Lee had won the prestigious Scholastic Asian Book Award in 2014 for her young adult (YA) novel “What Things Mean,” leading to that book being published by Singapore-based Scholastic Asia in 2016. She then decamped for Manhattan, where she worked towards her Master of Fine Arts (MFA) in Writing for Children and Young Adults at the New School. She finished her MFA last year—but she had been busy writing.
The latest product of that process is “Soaring Saturdays,” her charming children’s book also published by Scholastic Asia with fantastic art by Filipino artist Aaron Asis. “Soaring Saturdays” revolves around a young girl looking forward to the aforementioned day of the week when she can accompany his father—a mailman—when he goes on his rounds on his bicycle. It’s a love letter to, well, letters.

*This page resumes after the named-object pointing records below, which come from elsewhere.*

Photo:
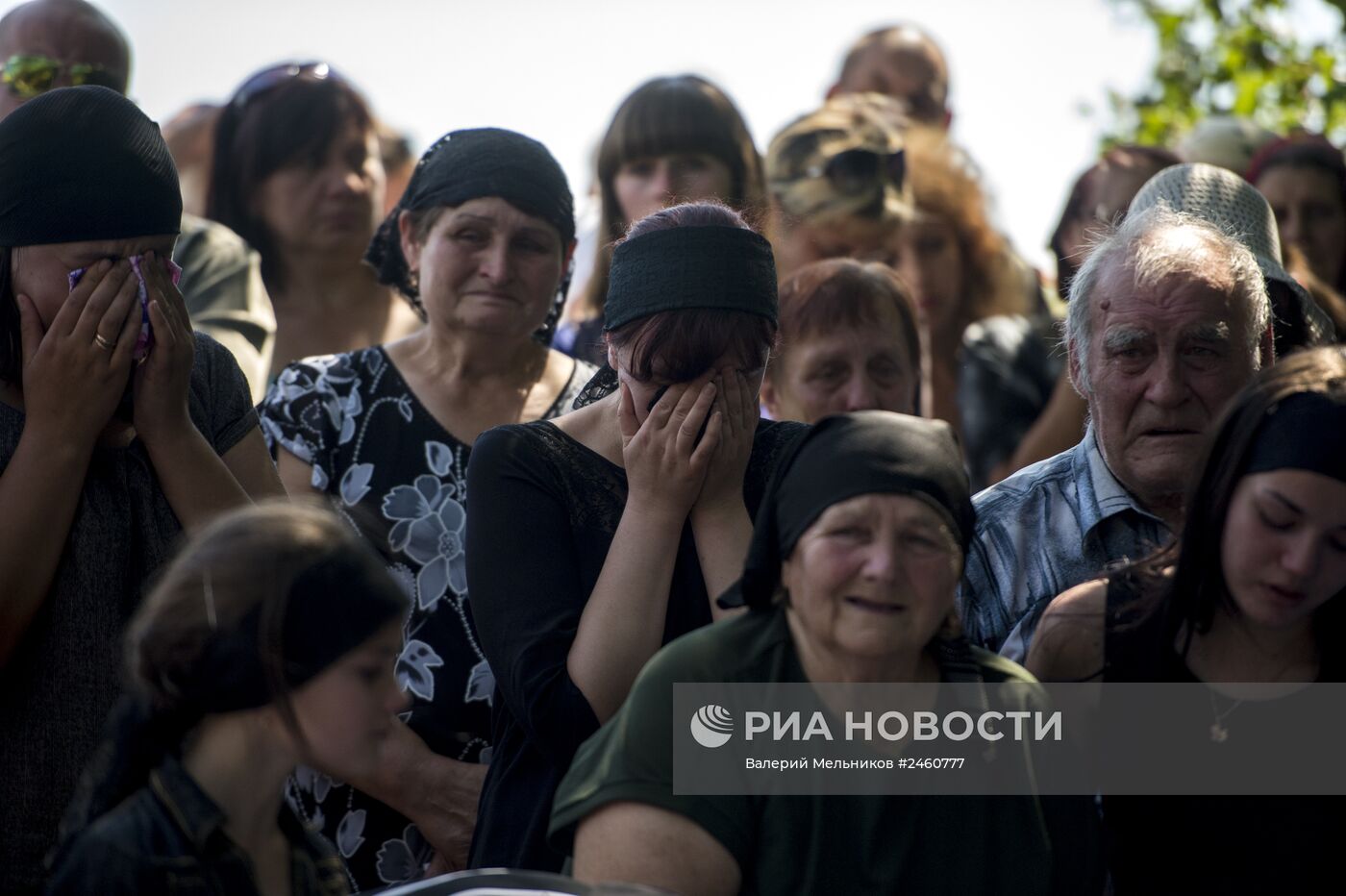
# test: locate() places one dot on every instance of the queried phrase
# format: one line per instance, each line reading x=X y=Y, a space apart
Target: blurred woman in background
x=298 y=175
x=675 y=138
x=848 y=342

“Another part of it was being enamored with handwritten correspondence as a means of holding on to or making connections with the ones we love,” she explained. “It’s something that I wish we did more of today, in the age of email and texting and tweeting. I just love the idea of having this tangible thing that contains so much more of the sender. The handwritten aspect of it makes it more intimate, more thoughtful and deliberate.”
Switching from a novel to a children’s book was not a challenge for Lee, who had been worked on both forms in the past. Lee had long known she wanted to write a children’s book, enrolling in a Writing for Children class at the University of the Philippines Diliman under Lalaine Aquino. The draft she produced that class continued to be refined whenever Lee would attend writer’s workshops, particularly at the Silliman National Writers Workshop. “That experience gave me the confidence I needed to submit this work,” she said.
In 2015, “Soaring Saturdays” won a second prize at the Samsung KidsTime Authors’ Awards, something that gave Lee the courage to submit the book to Scholastic Asia. “I’m really grateful that Scholastic Asia decided to acquire it,” she said. “To see this Pinoy morena little girl gracing the cover of a Scholastic book, to have her adventures front and center—that meant everything to me.”
She was also grateful that the publisher allowed her to choose the artist who would illustrate “Soaring Saturdays.” “I love the sense of whimsy and scale that he has in his work,” Lee said. “It complemented the story really well—the art was fun and bold, just like the child’s imagination in the story.” It was also important that she told Asis the girl needed to be morena. “One of the changes that I had suggested was to make her brown-skinned—closer to kayumanggi, to reflect the skin color that most Filipinos have. Colorism is still such a big issue in our country, even now—it was really important to me to have a protagonist that Filipino children could look at and relate to. That was something I never really had as a child.”
Lee is now a creative writing instructor for kids and teens at the nonprofit organization Writopia Lab and also teaches adult creative writing classes at an organization called The Writer’s Rock. But, of course, she’s working on upcoming books as well: “Right now, I’m working on several things—one is a YA love story about a girl who meets this boy right before she’s supposed to leave for college in the US, which is all she’s ever wanted. There’s a huge part of it that’s centered around Filipino cuisine, but it also asks a lot of questions about the ways we hold on, whether it’s to our dreams or the people we love, or to the places we call home. The other project is a picture book about how a girl grows up through her summers with her grandmother in the province.”
“Soaring Saturdays” reflects Lee’s own journey from place to place, from dream to dream. “I wrote ‘Soaring Saturdays’ when I was still based in the Philippines. But even then, when I was shaping it, my mind was very much centered on that little girl inside me who wanted to believe that the world of her imagination could grow far beyond the world she was in. That’s something I hope readers will feel too when they read this book. But now that I’m in a different phase of my life, and also far away from home, I find myself on the other side of that story. I’m so grateful that the home I grew up in nurtured me so well that I carry it within me, always—even as I’m spreading my wings and flying further.”
Sophia N. Lee’s own story continues to carry her to the unexpected. “It’s like I’m the little girl at the end of the book, just grateful for the people and places I call home,” she said. “Whether one chooses to stay close or to fly far on their adventures, I hope they’ll see that it’s the holding on to each other that matters.”